2. La révolution profonde
Les dernières persécutions systématiques des troisième et quatrième siècles s’étaient avérées inefficaces, tout autant que celles, sporadiques, des deux premiers. La pureté éthnique invoquée et recherchée par les intellectuels gréco-romains n’avait pas été obtenue. Pourquoi ?
Parce que les accusations indignes de Celse contre les chrétiens [« En ramassant des gens ignorants, qui appartiennent à la population la plus vile, les chrétiens méprisent les honneurs et la pourpre, et vont jusqu’à s’appeler indistinctement frères et soeurs (...) »] avaient finalement constitué, au bout du compte, leur plus bel éloge. L’appel à la reconnaissance de la dignité de chaque personne, y compris la plus humble, et de l’égalité de tous devant Dieu [l’élément le plus révolutionnaire du message chrétien] avait fait silencieusement son chemin dans la conscience de nombreuses personnes et de nombreux peuples que les romains avaient relégués à une position misérable d’esclaves par naissance et d’abaissement humain.
(Bibliographie citée : K.BAUS, Le origini, Jaca Book ; F.RUGGIERO La Follia dei Cristiani, Il Saggiatore ; T. BOSCO, Eusebio di Vercelli nel suo tempo pagano e cristiano, Elle Di Ci ; J. DANIELOU, H. MARROU, Dalle origini a S. Gregorio Magno, Marietti ; M. CLEVENOT, Gli uomini della fraternità, 1-2 Borla.

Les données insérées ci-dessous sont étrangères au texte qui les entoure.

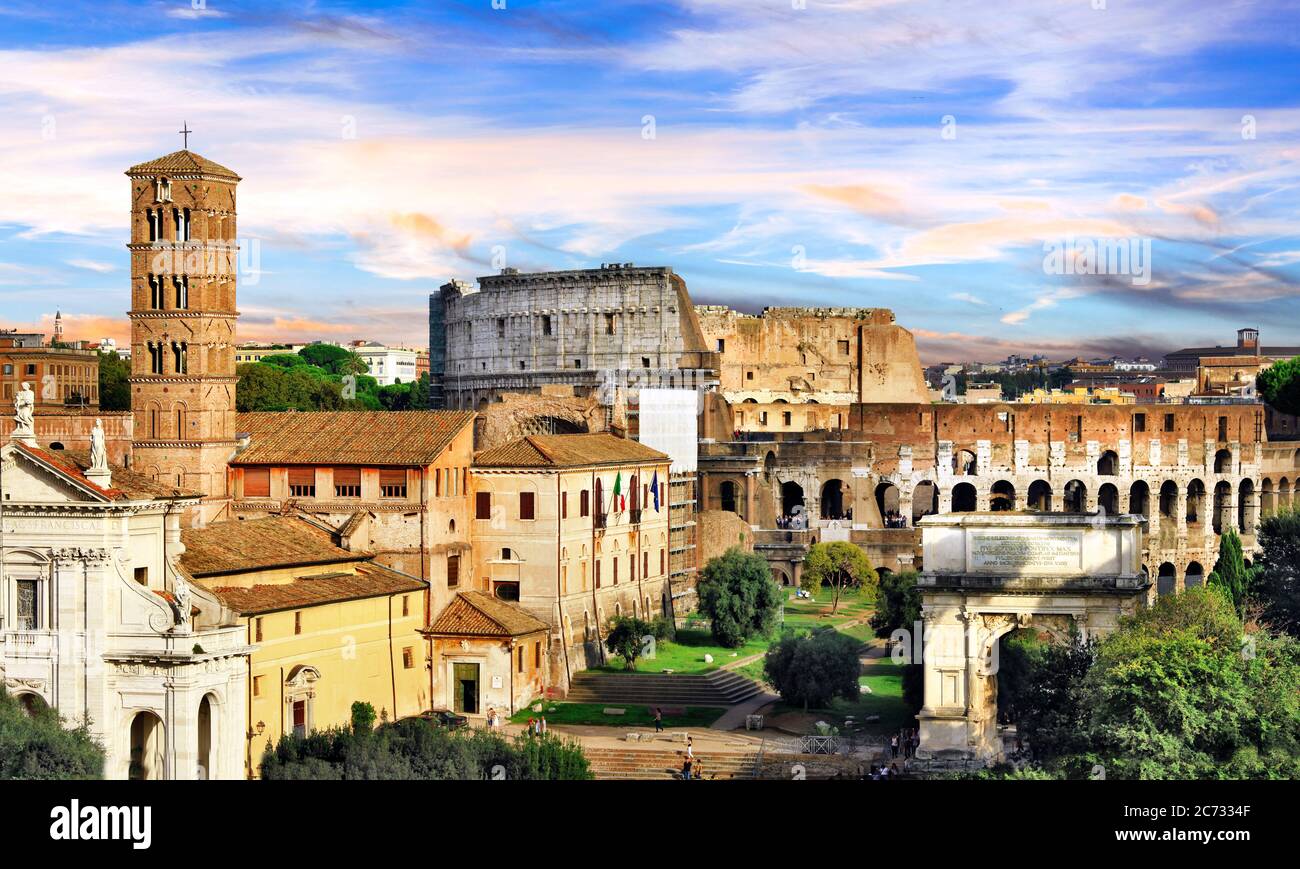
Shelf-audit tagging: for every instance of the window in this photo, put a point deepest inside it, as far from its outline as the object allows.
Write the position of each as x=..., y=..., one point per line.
x=347, y=483
x=302, y=483
x=29, y=609
x=256, y=483
x=393, y=483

De: Dimensioni nuove, LDC, 10096 Leumann, Torino, N.7, 1996, p.29-39).
Ndt : En français : Jean DANIELOU et Henri MARROU, Nouvelle Histoire de l'Église, I : Des origines à saint Grégoire le Grand, Éd. du Seuil, 1963. Pierre MARAVAL, Les Persécutions durant les quatre premiers siècles du christianisme, Paris, Desclée, 1992 ; Le christianisme des origines à Constantin, PUF, "Nouvelle Clio", 2006. Michel CLEVENOT, Les hommes de la fraternité, 12 vol.. Cf. tome 1 Ed. Golias 1999.
______________
NOTES
(1) Ndt.- Un extrait de ce texte a été cité dans le chapitre 3 de cette traduction, relatif à L’expansion du christianisme.